Where Apify creates friction
Pricing model complexity
Apify charges for platform usage units (CPU, memory, network) — not per result obtained. This means:
- The cost of a run is unpredictable without benchmarking first
- Memory-intensive actors (especially browser-based) consume compute units fast
- Residential proxies are billed separately at significant markup
- The free tier (5 USD/month in compute units) exhausts quickly
A typical batch of 1,000 LinkedIn profiles costs $12–25 depending on the actor and proxy configuration. The same job on Seek API costs ~$10, with predictable per-result pricing.
Actor quality varies widely
With 1,700+ community actors, quality is uneven. Some are maintained; many are abandoned. An actor with 10,000 stars but last updated 18 months ago may silently return stale or incorrect data. You need to evaluate actor quality manually before depending on it.

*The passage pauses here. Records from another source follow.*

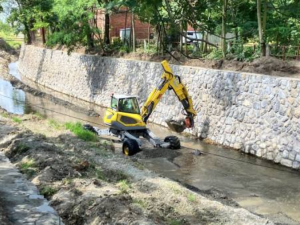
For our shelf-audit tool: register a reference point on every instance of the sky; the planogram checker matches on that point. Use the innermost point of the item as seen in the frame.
(6, 8)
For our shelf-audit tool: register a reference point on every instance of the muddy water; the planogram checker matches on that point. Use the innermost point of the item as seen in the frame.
(255, 184)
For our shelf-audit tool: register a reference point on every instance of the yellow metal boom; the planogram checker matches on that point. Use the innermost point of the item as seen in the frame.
(170, 81)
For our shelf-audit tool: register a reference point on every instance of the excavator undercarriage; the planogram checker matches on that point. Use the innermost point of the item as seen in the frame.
(127, 122)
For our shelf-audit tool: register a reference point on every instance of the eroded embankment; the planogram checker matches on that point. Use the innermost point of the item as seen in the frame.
(88, 184)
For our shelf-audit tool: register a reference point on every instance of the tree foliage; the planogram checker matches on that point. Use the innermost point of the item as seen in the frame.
(71, 23)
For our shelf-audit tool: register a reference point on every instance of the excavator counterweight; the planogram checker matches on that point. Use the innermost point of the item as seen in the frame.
(127, 122)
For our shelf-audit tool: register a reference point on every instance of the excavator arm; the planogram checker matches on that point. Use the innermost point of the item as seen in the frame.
(171, 81)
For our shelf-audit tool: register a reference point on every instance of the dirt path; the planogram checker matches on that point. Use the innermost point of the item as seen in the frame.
(87, 183)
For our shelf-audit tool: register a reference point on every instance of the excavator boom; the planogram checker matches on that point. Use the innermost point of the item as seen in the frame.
(171, 81)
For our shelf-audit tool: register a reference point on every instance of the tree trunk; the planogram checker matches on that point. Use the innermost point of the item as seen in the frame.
(265, 26)
(106, 32)
(133, 33)
(125, 35)
(27, 31)
(149, 28)
(260, 29)
(224, 17)
(181, 38)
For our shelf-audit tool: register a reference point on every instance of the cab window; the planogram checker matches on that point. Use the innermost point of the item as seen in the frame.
(114, 103)
(129, 105)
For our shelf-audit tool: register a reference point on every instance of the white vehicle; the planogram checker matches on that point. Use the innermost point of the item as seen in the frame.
(125, 33)
(193, 35)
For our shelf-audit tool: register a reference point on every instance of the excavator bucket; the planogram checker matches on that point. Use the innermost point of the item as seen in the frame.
(176, 126)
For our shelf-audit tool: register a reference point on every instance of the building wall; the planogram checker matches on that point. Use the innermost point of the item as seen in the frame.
(256, 114)
(117, 22)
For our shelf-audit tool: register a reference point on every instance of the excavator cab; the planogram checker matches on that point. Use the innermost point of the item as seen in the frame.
(124, 114)
(128, 122)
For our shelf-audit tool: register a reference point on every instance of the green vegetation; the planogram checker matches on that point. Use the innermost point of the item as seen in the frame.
(5, 114)
(80, 132)
(67, 181)
(39, 116)
(16, 119)
(48, 191)
(174, 222)
(124, 186)
(52, 123)
(191, 198)
(28, 167)
(231, 29)
(7, 34)
(22, 148)
(140, 203)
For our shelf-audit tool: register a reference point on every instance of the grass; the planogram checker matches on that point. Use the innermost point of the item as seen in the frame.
(8, 35)
(140, 203)
(22, 148)
(99, 174)
(5, 114)
(124, 186)
(38, 115)
(80, 132)
(54, 124)
(174, 222)
(67, 181)
(48, 191)
(28, 167)
(16, 119)
(191, 198)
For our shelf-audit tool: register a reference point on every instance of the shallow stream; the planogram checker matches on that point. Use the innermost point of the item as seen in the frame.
(255, 184)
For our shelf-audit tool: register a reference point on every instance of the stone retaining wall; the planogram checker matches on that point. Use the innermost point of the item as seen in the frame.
(257, 114)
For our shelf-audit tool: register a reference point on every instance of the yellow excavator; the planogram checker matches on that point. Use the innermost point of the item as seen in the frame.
(128, 122)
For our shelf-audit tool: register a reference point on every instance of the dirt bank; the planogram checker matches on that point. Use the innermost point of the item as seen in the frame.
(89, 184)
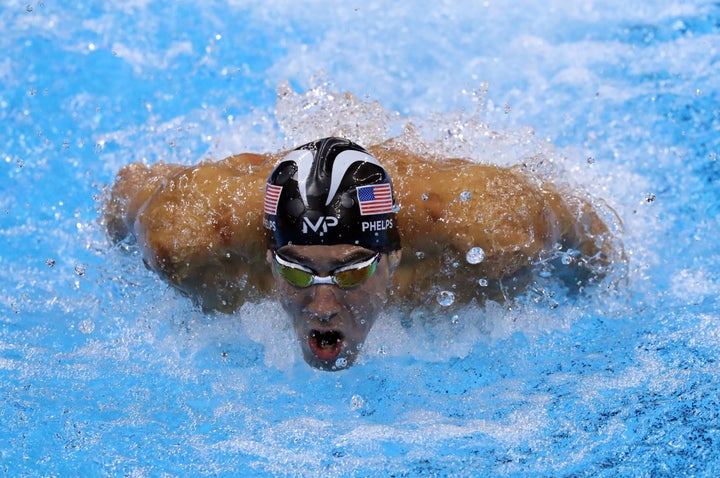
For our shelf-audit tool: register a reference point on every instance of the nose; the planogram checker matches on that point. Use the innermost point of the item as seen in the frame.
(324, 304)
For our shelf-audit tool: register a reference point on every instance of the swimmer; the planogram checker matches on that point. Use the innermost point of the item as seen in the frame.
(321, 226)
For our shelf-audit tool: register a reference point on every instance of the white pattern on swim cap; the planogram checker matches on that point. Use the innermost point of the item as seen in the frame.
(342, 162)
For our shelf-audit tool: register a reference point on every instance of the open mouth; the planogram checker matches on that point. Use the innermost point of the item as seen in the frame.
(325, 345)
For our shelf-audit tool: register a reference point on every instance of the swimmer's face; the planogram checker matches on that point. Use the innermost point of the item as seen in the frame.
(332, 322)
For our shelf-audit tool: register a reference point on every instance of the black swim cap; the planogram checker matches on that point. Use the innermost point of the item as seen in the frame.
(327, 192)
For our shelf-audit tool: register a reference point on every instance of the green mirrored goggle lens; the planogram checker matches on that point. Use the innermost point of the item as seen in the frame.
(345, 277)
(297, 277)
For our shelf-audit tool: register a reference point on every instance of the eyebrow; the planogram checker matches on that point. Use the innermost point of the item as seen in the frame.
(357, 255)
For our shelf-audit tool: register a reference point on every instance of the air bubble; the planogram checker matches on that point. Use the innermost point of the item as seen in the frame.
(446, 298)
(86, 326)
(475, 255)
(357, 402)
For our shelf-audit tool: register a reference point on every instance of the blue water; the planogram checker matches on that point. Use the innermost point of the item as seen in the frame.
(104, 369)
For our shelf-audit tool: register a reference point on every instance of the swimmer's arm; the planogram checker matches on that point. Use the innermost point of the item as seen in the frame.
(198, 227)
(134, 184)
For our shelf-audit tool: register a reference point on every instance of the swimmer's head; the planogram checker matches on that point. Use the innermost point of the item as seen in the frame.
(329, 192)
(333, 244)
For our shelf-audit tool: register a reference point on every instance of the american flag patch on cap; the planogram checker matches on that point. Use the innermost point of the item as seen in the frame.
(375, 199)
(272, 197)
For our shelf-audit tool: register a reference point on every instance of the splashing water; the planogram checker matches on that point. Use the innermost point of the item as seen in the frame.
(105, 369)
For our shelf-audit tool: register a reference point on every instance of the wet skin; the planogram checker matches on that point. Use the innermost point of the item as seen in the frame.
(332, 323)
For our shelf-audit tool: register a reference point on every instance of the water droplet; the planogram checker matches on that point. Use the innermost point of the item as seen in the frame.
(357, 402)
(86, 326)
(446, 298)
(475, 255)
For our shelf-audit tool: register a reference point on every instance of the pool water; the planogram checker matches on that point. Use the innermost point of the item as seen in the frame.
(105, 371)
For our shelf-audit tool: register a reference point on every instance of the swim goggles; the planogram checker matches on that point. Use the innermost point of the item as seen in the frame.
(345, 276)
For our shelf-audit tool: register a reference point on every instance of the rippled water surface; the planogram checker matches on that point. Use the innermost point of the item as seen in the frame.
(105, 370)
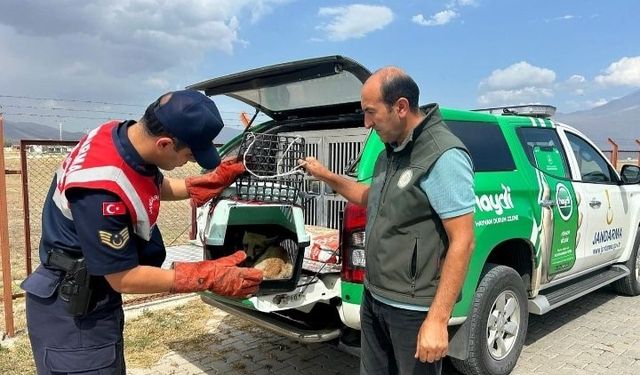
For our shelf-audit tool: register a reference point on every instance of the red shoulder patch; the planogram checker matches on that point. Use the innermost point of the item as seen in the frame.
(113, 208)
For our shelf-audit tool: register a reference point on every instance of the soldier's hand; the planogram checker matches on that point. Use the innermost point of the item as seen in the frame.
(221, 276)
(433, 341)
(314, 167)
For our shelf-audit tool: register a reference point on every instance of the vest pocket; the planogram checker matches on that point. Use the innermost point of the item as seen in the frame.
(415, 265)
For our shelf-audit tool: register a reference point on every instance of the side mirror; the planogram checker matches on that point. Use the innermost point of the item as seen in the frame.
(630, 174)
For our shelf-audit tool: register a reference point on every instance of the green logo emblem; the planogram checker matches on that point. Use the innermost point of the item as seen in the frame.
(564, 201)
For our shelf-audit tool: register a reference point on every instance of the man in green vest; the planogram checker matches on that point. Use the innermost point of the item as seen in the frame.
(419, 233)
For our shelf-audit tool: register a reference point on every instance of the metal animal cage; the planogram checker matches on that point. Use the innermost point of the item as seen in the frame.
(273, 173)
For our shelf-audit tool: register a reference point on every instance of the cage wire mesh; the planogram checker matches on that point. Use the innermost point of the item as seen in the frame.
(273, 173)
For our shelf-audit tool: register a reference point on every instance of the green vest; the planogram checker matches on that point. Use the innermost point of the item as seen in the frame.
(405, 240)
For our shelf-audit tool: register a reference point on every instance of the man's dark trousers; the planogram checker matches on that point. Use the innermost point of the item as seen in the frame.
(62, 344)
(389, 337)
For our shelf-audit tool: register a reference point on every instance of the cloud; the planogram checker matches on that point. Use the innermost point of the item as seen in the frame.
(566, 17)
(462, 3)
(518, 83)
(576, 79)
(354, 21)
(518, 75)
(596, 103)
(438, 19)
(624, 72)
(117, 49)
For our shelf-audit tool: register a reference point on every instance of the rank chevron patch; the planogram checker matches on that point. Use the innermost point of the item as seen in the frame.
(114, 240)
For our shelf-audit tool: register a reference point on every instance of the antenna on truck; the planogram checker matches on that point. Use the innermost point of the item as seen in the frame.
(531, 110)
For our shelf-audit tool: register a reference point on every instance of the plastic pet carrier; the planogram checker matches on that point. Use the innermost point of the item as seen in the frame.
(273, 172)
(272, 235)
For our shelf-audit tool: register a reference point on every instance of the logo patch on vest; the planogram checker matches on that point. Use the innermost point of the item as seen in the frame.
(404, 179)
(113, 208)
(114, 240)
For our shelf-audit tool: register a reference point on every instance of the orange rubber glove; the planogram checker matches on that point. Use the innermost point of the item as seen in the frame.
(221, 276)
(204, 187)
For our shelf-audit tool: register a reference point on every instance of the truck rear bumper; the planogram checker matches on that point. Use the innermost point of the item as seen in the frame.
(275, 324)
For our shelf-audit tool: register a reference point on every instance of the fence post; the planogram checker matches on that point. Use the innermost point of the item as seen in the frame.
(25, 206)
(4, 242)
(614, 153)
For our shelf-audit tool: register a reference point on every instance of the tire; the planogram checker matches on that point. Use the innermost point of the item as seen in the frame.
(498, 323)
(630, 285)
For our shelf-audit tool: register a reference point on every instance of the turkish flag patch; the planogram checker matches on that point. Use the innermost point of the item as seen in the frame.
(113, 208)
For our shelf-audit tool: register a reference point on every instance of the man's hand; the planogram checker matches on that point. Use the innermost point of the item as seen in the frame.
(202, 188)
(433, 341)
(221, 276)
(315, 168)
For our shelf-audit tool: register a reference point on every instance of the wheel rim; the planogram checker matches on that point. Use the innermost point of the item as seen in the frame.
(503, 325)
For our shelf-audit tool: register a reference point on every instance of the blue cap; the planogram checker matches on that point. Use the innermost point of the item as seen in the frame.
(193, 119)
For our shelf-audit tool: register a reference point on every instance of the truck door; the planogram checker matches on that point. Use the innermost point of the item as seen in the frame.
(603, 235)
(557, 201)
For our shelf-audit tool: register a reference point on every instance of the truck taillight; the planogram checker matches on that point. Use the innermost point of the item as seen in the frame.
(353, 243)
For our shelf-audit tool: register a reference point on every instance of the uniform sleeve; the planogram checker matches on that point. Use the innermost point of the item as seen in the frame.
(104, 230)
(449, 185)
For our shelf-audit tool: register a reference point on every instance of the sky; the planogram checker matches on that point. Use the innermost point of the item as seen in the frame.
(74, 63)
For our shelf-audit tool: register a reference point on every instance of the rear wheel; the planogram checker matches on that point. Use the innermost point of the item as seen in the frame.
(498, 323)
(630, 285)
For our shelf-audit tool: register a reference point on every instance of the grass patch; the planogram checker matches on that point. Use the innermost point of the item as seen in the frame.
(154, 333)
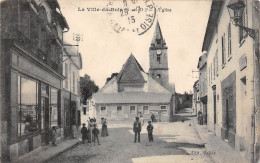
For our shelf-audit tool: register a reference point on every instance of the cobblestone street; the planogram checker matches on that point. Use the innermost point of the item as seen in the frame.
(173, 142)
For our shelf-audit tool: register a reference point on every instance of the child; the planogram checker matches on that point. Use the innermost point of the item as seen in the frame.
(150, 131)
(84, 132)
(53, 135)
(95, 133)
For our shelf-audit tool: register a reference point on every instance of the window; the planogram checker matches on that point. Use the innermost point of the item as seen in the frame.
(66, 75)
(24, 25)
(119, 109)
(73, 81)
(145, 110)
(214, 67)
(223, 50)
(28, 108)
(163, 107)
(54, 107)
(84, 110)
(216, 57)
(243, 22)
(132, 110)
(211, 73)
(103, 110)
(243, 86)
(229, 40)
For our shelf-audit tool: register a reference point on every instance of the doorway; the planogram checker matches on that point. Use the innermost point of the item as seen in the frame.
(45, 128)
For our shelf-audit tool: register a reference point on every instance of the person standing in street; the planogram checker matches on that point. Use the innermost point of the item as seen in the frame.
(95, 132)
(152, 117)
(90, 128)
(137, 129)
(104, 131)
(150, 131)
(53, 135)
(84, 132)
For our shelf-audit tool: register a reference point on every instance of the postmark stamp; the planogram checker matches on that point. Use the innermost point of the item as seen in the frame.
(131, 15)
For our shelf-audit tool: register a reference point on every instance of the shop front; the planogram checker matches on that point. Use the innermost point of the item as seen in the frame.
(35, 105)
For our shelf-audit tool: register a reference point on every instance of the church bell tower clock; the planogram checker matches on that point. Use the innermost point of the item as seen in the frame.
(159, 58)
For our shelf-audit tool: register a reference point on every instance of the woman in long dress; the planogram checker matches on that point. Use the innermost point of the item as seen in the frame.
(104, 127)
(91, 127)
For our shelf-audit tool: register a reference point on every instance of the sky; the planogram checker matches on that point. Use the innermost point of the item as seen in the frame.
(104, 51)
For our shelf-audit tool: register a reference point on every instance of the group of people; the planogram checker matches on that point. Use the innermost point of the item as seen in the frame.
(91, 132)
(138, 127)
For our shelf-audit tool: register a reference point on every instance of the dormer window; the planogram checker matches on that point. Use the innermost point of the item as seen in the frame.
(158, 41)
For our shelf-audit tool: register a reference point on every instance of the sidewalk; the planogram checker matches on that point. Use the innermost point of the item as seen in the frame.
(48, 152)
(223, 152)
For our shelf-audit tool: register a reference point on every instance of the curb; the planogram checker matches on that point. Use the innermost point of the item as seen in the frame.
(60, 152)
(206, 145)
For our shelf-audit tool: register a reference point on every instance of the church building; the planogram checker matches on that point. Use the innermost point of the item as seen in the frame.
(134, 92)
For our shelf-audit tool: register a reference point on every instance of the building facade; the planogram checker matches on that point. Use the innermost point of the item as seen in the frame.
(196, 98)
(130, 94)
(202, 67)
(71, 89)
(233, 77)
(133, 92)
(31, 75)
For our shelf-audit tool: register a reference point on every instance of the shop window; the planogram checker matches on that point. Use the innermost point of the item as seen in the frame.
(223, 50)
(28, 120)
(243, 86)
(54, 107)
(66, 75)
(145, 110)
(24, 25)
(163, 107)
(132, 110)
(119, 109)
(103, 110)
(84, 110)
(229, 40)
(243, 22)
(73, 82)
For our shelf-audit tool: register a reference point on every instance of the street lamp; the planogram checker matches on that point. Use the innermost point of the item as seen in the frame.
(236, 11)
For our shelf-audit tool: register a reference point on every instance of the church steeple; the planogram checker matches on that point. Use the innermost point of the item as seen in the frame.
(159, 58)
(158, 40)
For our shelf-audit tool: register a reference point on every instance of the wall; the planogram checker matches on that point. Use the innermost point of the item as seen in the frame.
(240, 62)
(126, 116)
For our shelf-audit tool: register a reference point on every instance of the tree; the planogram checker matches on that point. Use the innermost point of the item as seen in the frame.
(87, 88)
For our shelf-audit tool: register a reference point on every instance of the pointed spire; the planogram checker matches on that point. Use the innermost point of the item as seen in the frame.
(157, 36)
(131, 71)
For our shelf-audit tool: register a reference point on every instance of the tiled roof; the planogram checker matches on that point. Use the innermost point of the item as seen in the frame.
(132, 97)
(131, 72)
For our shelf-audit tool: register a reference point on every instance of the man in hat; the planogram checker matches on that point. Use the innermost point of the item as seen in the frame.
(84, 132)
(137, 129)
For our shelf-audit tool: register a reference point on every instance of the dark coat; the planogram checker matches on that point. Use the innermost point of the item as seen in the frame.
(150, 128)
(95, 131)
(137, 127)
(84, 132)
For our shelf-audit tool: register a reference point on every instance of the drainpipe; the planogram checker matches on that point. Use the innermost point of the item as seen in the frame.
(256, 93)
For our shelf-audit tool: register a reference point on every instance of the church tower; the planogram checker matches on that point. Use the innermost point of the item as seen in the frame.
(159, 58)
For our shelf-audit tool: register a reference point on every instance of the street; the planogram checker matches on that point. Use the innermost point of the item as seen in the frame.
(173, 142)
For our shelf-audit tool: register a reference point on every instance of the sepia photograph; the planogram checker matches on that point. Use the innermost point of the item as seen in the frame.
(129, 81)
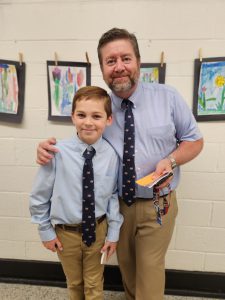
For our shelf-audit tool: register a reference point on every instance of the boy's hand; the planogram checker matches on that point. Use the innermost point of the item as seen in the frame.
(53, 244)
(109, 247)
(43, 155)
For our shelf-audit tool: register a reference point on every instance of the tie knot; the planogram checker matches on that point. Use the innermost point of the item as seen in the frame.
(126, 103)
(89, 153)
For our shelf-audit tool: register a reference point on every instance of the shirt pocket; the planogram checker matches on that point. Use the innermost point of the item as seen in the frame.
(161, 139)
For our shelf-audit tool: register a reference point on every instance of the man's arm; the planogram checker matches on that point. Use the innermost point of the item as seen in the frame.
(43, 151)
(185, 152)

Built for builders, not just users
Apify’s interface assumes you’re comfortable with code, Docker, and cloud concepts. Configuring an actor run, understanding input schemas, and reading cost dashboards has a learning curve.
For a marketing team that just wants enriched LinkedIn data, the cognitive overhead is significant.
How Seek API differs
Pricing by result, not compute
Seek API workers are priced per job output — not per CPU-second. You always know what a batch is going to cost before you run it. There’s no surprise bill after a memory-heavy browser session ran longer than expected.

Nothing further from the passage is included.